BOSTON - The Massachusetts Connector Board voted 10-1 yesterday to approve a plan to fix its broken health insurance signup site. The plan calls for the authority to hire a new vendor to build a workable site, with the federal health exchange serving as a backup in case the vendor’s site is not satisfactory.
The timeline calls for both sites to be up and running in the fall, in time for the next open enrollment period in November.
Sarah Iselin, who was tapped by Gov. Deval Patrick to oversee the overhaul of the signup site, led a two-hour presentation to board members, laying out the plan. State officials have ruled out other options, such as using technology deployed in states like Connecticut and Rhode Island.
“Putting all the eggs in one basket” is too high-risk, she said. “The reality is, this is it,” she added.
The cost estimate for the dual-track plan is $121.1 million, and officials are working to determine how much will be funded by federal officials, Iselin said. Much of the money -- $55.9 million - is slated to go toward hCentive, a Virginia firm that has helped with similar websites in Kentucky and Colorado. The cost estimate assumes a steady state of 307,000 enrollees.

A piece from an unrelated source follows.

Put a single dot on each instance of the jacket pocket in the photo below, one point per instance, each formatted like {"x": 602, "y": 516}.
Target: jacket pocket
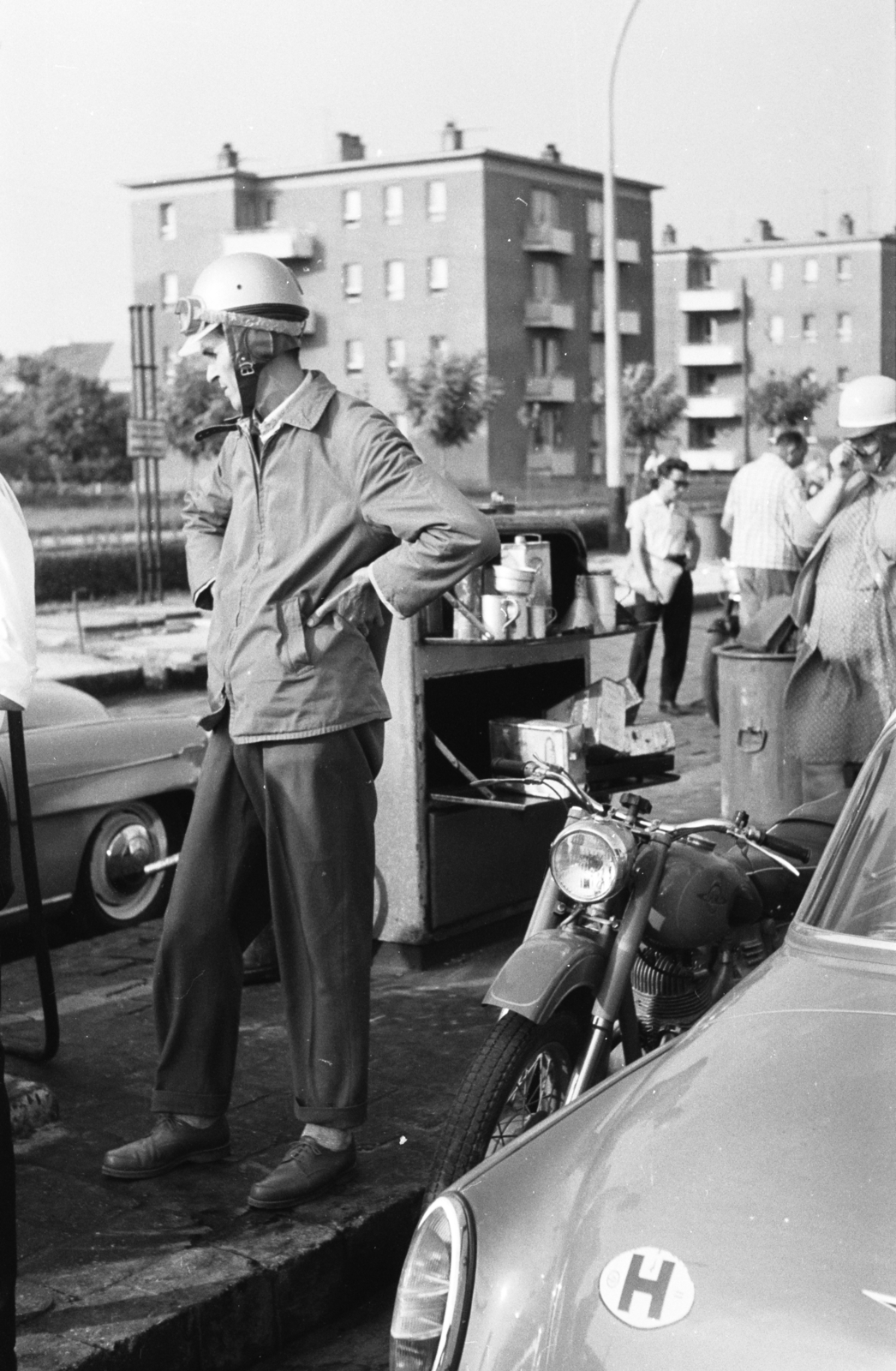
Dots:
{"x": 290, "y": 644}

Iselin, who is returning to her private sector post at Blue Cross Blue Shield in early June, cautioned that the cost estimate was based on “best, reasonable guesses.” “There are still things we don’t know,” she said.
State officials are seeking to disentangle themselves from CGI, the contractor behind the current, troubled health care site that has frustrated scores of individuals trying to sign up for insurance.
Jean Yang, the Connector Authority’s executive director, said the two-pronged strategy to fix the site is “incredibly complex and aggressive.” “We are dying to work. We are literally in a race right now,” she said.